Эд на ходу подбрасывал мячик и снова ловил.

— Как-то летом я убирал мусор в Проспект-парке. После работы оставался поиграть в теннисном центре. Вечно бегал за мячом и никак не мог догнать. Один профессиональный теннисист дал мне бесплатный совет: «Беги, куда летит мяч. Успей туда раньше».

— У меня тоже есть своя стратегия, — сказала Эйлин. — Я вообще не бегаю. Пусть мяч летит мимо меня к тебе.

Эд засмеялся:

— Я заметил!

— У меня плоскостопие.

Из чьего-то сада повеяло ароматом жимолости. Эд сунул мячик в карман.

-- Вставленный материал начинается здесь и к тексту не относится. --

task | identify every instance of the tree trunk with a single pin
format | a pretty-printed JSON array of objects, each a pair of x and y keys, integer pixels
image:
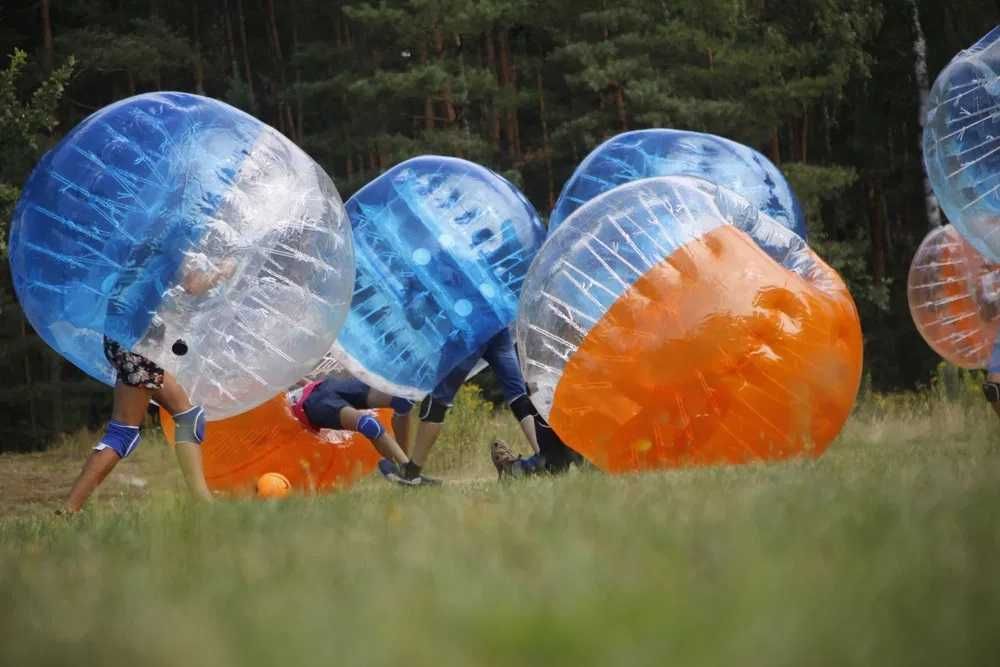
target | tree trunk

— Нельзя же, чтобы это белое платье промокло от пота! — Он притянул ее к себе, и несколько шагов они прошли, спотыкаясь и тесно прижавшись друг к другу. — Такое крошечное белое платьице... Это было бы просто неприлично.

— Нормальный теннисный костюм! Все вполне прилично. — Она в шутку отпихнула его. — Веди себя как следует, Тарзан!

Том шел впереди с женой, держа ракетку на плече, словно ружье после охоты. Легкая небрежность в одежде как бы намекала на привычку к богатству, но Эйлин знала, что все это напускное. Том, хоть и работает в банке, основанном Джоном Пирпонтом Морганом, сам родом из Саннисайда, отец у него, как у Эйлин, простой рабочий, а Фордем, что ни говори, — не Гарвард, не Принстон и не Йель.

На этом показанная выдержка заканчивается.